Platform tarafından okunan basın metni şu şekilde:
“Saray iktidarının kadın, LGBTİ+, çocuk, hayvan, doğa, emek düşmanı yüzü tüm dünyada derinleşen kapitalizmin krizi ile emeğimize, bedenimize, kimliğimize yönelik saldırılar ile kendini gösteriyor. Sermayenin çıkarlarını korumak için oluşturulan 12.Kalkınma Planı’nın bir parçası olan “Aile vizyon belgesi”nde “aile ve iş yaşamının uyumu” adı altında kadınlar kutsal ailenin içerisine hapsedilmeye, ucuz, esnek ve güvencesiz çalışmaya mahkum edilmeye çalışılıyor. Yoksullaştırma politikaları derinleşirken faşist iktidarlar beden/nüfus politikalarını sertleştiriyor. Kapitalizm, kadınların görünmeyen bakım emeği üzerinden tüm dünyada 10,8 trilyon dolar kar elde ederken bu kardan vazgeçmemek için kutsal aile mitine yeniden sarılıyor. Ülkemizde ise asgari ücretin açlık sınırının altında kaldığı, kamusal kreşlerin, bakım evlerinin olmadığı koşullarda kadınların ev içi emeğinin daha fazla sömürülebilmesi için “Aile Yılı” ilan ediyor.

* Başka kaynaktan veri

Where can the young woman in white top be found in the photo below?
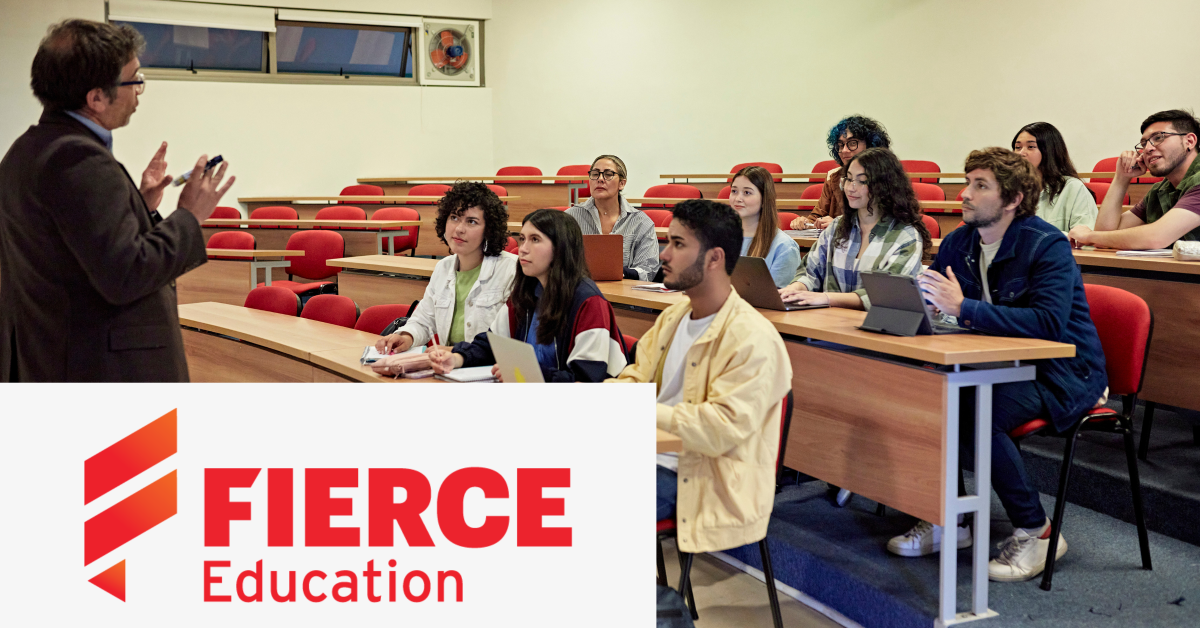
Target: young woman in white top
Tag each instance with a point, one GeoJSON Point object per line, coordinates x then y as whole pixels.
{"type": "Point", "coordinates": [471, 285]}
{"type": "Point", "coordinates": [1065, 201]}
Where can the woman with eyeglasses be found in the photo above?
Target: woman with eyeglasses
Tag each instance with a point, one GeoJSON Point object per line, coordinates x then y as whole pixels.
{"type": "Point", "coordinates": [880, 231]}
{"type": "Point", "coordinates": [1065, 201]}
{"type": "Point", "coordinates": [606, 211]}
{"type": "Point", "coordinates": [846, 139]}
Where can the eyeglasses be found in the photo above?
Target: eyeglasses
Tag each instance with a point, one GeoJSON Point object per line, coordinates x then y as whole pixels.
{"type": "Point", "coordinates": [850, 144]}
{"type": "Point", "coordinates": [1155, 139]}
{"type": "Point", "coordinates": [139, 85]}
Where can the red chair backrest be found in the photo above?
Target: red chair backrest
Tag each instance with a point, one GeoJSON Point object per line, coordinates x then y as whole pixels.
{"type": "Point", "coordinates": [363, 190]}
{"type": "Point", "coordinates": [922, 166]}
{"type": "Point", "coordinates": [1125, 324]}
{"type": "Point", "coordinates": [231, 239]}
{"type": "Point", "coordinates": [333, 309]}
{"type": "Point", "coordinates": [774, 168]}
{"type": "Point", "coordinates": [427, 190]}
{"type": "Point", "coordinates": [274, 299]}
{"type": "Point", "coordinates": [935, 229]}
{"type": "Point", "coordinates": [318, 246]}
{"type": "Point", "coordinates": [928, 192]}
{"type": "Point", "coordinates": [373, 320]}
{"type": "Point", "coordinates": [517, 171]}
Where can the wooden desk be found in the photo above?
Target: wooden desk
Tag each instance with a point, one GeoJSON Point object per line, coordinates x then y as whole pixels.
{"type": "Point", "coordinates": [231, 280]}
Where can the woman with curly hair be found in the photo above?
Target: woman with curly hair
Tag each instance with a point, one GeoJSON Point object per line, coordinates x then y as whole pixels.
{"type": "Point", "coordinates": [879, 231]}
{"type": "Point", "coordinates": [846, 139]}
{"type": "Point", "coordinates": [469, 285]}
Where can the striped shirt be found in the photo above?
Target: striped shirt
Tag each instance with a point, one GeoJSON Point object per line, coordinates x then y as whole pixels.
{"type": "Point", "coordinates": [893, 249]}
{"type": "Point", "coordinates": [640, 243]}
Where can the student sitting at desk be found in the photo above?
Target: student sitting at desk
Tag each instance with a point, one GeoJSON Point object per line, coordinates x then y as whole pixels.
{"type": "Point", "coordinates": [753, 196]}
{"type": "Point", "coordinates": [469, 285]}
{"type": "Point", "coordinates": [606, 211]}
{"type": "Point", "coordinates": [880, 231]}
{"type": "Point", "coordinates": [1009, 273]}
{"type": "Point", "coordinates": [721, 372]}
{"type": "Point", "coordinates": [553, 305]}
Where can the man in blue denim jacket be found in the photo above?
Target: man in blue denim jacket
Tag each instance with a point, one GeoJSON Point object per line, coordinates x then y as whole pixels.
{"type": "Point", "coordinates": [1009, 273]}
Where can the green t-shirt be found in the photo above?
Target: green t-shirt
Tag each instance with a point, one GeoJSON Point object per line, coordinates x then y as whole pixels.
{"type": "Point", "coordinates": [463, 281]}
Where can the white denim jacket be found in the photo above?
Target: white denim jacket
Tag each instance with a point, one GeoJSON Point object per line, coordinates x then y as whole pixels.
{"type": "Point", "coordinates": [435, 315]}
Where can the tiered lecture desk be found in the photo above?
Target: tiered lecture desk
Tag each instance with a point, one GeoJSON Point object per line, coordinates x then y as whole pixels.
{"type": "Point", "coordinates": [231, 280]}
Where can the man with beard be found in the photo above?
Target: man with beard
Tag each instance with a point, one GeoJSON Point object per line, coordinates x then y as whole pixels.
{"type": "Point", "coordinates": [721, 374]}
{"type": "Point", "coordinates": [1171, 209]}
{"type": "Point", "coordinates": [1008, 273]}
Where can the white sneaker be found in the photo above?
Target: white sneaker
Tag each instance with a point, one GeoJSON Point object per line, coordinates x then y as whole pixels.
{"type": "Point", "coordinates": [1023, 556]}
{"type": "Point", "coordinates": [925, 538]}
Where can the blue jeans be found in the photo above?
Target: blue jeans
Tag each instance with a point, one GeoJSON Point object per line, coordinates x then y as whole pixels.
{"type": "Point", "coordinates": [1012, 405]}
{"type": "Point", "coordinates": [669, 483]}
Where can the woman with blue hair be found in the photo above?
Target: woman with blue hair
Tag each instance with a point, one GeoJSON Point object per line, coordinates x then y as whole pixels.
{"type": "Point", "coordinates": [846, 139]}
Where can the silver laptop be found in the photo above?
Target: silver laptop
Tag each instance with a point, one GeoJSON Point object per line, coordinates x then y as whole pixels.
{"type": "Point", "coordinates": [753, 280]}
{"type": "Point", "coordinates": [898, 307]}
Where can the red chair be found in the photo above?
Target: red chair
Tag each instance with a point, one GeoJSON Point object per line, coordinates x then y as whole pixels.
{"type": "Point", "coordinates": [400, 243]}
{"type": "Point", "coordinates": [427, 190]}
{"type": "Point", "coordinates": [928, 192]}
{"type": "Point", "coordinates": [274, 299]}
{"type": "Point", "coordinates": [935, 229]}
{"type": "Point", "coordinates": [671, 191]}
{"type": "Point", "coordinates": [363, 190]}
{"type": "Point", "coordinates": [333, 309]}
{"type": "Point", "coordinates": [517, 171]}
{"type": "Point", "coordinates": [341, 213]}
{"type": "Point", "coordinates": [373, 320]}
{"type": "Point", "coordinates": [318, 246]}
{"type": "Point", "coordinates": [922, 166]}
{"type": "Point", "coordinates": [774, 168]}
{"type": "Point", "coordinates": [1101, 190]}
{"type": "Point", "coordinates": [231, 239]}
{"type": "Point", "coordinates": [273, 213]}
{"type": "Point", "coordinates": [666, 528]}
{"type": "Point", "coordinates": [1125, 324]}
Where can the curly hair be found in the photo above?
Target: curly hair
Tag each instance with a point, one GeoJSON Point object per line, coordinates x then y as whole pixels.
{"type": "Point", "coordinates": [466, 195]}
{"type": "Point", "coordinates": [862, 127]}
{"type": "Point", "coordinates": [891, 193]}
{"type": "Point", "coordinates": [1014, 174]}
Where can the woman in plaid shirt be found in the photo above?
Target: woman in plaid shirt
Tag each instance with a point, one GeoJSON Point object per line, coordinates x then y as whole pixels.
{"type": "Point", "coordinates": [880, 231]}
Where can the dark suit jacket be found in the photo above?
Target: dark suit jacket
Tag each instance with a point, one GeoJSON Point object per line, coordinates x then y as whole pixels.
{"type": "Point", "coordinates": [87, 270]}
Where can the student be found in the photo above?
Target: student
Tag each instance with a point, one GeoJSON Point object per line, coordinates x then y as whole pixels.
{"type": "Point", "coordinates": [847, 138]}
{"type": "Point", "coordinates": [1171, 209]}
{"type": "Point", "coordinates": [553, 305]}
{"type": "Point", "coordinates": [1065, 201]}
{"type": "Point", "coordinates": [753, 196]}
{"type": "Point", "coordinates": [721, 374]}
{"type": "Point", "coordinates": [607, 211]}
{"type": "Point", "coordinates": [1008, 273]}
{"type": "Point", "coordinates": [880, 231]}
{"type": "Point", "coordinates": [468, 286]}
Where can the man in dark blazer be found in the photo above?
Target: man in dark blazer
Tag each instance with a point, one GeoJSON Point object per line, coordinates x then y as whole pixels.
{"type": "Point", "coordinates": [87, 263]}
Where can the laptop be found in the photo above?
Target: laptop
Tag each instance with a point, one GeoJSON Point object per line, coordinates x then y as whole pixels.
{"type": "Point", "coordinates": [516, 359]}
{"type": "Point", "coordinates": [605, 256]}
{"type": "Point", "coordinates": [898, 307]}
{"type": "Point", "coordinates": [753, 280]}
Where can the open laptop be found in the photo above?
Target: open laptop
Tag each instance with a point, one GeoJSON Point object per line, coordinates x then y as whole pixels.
{"type": "Point", "coordinates": [898, 307]}
{"type": "Point", "coordinates": [753, 280]}
{"type": "Point", "coordinates": [605, 256]}
{"type": "Point", "coordinates": [516, 359]}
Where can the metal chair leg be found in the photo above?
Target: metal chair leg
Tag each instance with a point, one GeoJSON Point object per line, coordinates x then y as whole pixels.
{"type": "Point", "coordinates": [1147, 422]}
{"type": "Point", "coordinates": [1138, 513]}
{"type": "Point", "coordinates": [769, 573]}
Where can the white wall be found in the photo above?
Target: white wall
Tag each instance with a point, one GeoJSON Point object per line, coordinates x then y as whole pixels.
{"type": "Point", "coordinates": [699, 85]}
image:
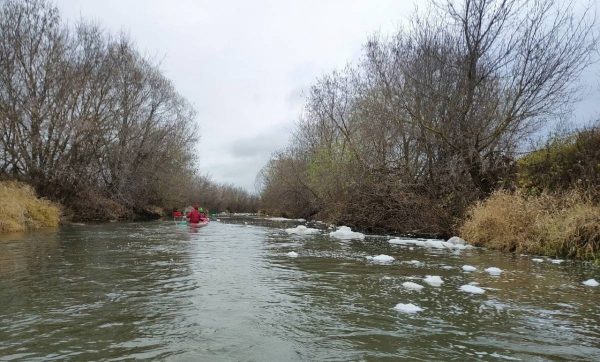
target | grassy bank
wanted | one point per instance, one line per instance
(21, 209)
(560, 225)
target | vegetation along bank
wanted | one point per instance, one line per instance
(425, 133)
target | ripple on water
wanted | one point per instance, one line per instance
(163, 291)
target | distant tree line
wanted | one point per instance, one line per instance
(431, 119)
(90, 122)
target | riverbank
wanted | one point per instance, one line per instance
(21, 209)
(560, 225)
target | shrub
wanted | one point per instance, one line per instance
(20, 209)
(561, 225)
(567, 162)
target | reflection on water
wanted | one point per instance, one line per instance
(229, 292)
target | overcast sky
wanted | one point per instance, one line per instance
(244, 65)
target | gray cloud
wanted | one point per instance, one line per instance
(244, 65)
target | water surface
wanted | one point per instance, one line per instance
(229, 292)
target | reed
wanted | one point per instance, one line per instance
(559, 225)
(21, 209)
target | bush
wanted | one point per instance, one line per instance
(567, 162)
(20, 209)
(560, 225)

Sermayenin çıkarlarını korumak ve ucuz iş gücü yaratmak için kaç çocuk doğuracağımıza karışan AKP, yukarıdan aşağıya tüm kurumları ile kadın, LGBTİ+ düşmanlığını, yapısal şiddeti örgütlüyor.
“İŞYERİNDE VE EVDE ŞİDDET ARTIYOR”
Sermaye çıkarlarını ve ucuz iş gücünün sürekliliğini sağlamaya çalışan iktidar, Sağlık Bakanlığı ile kadınların “normal doğum” yapması gerektiğine dair kamu spotu yayınlarken çocuk başına verilen teşvik primlerini bir müjde gibi duyuruyor. Eğitim Bakanlığı MESEM projeleri adı altında çocukları işçileştiriyor, güvencesiz çalıştırılan çocukların ölümüne neden oluyor. Ataerkil kapitalist sistem, neoliberal poltikalarla derinleşen yoksulluğu erkek-devlet şiddeti ile yönetmeye çalışıyor. Açlık sınırının altındaki ücretler ile pazar arabaları, market poşetleri dolmuyor, kiralar/faturalar ödenemiyor, çocukların yanına bir öğün yemek koyulamıyor. Kaynamayan tenceresinin sorumlusu ise biz kadınlar oluyoruz. Hane gelirine destek olmak isteyen kadınların emeği parça başı iş adı altında patronlar, büyük şirketler tarafından sömürülüyor. İşyerinde ve evde şiddet artıyor. Tüm bu saldırılara rağmen tacize, şiddete, mobbinge karşı insanca yaşanabilir bir ücret, güvenceli çalışma ve sendika hakları için Temel Conta’da, Digel’de, TPI’da, Şık Makas’ta ve ülkenin dört bir yanında kadın işçiler grev kırıcı patronlara karşı emek ve onur kavgasını aynı zamanda işyerinde şiddete, tacize karşı direnişe dönüştürüyor.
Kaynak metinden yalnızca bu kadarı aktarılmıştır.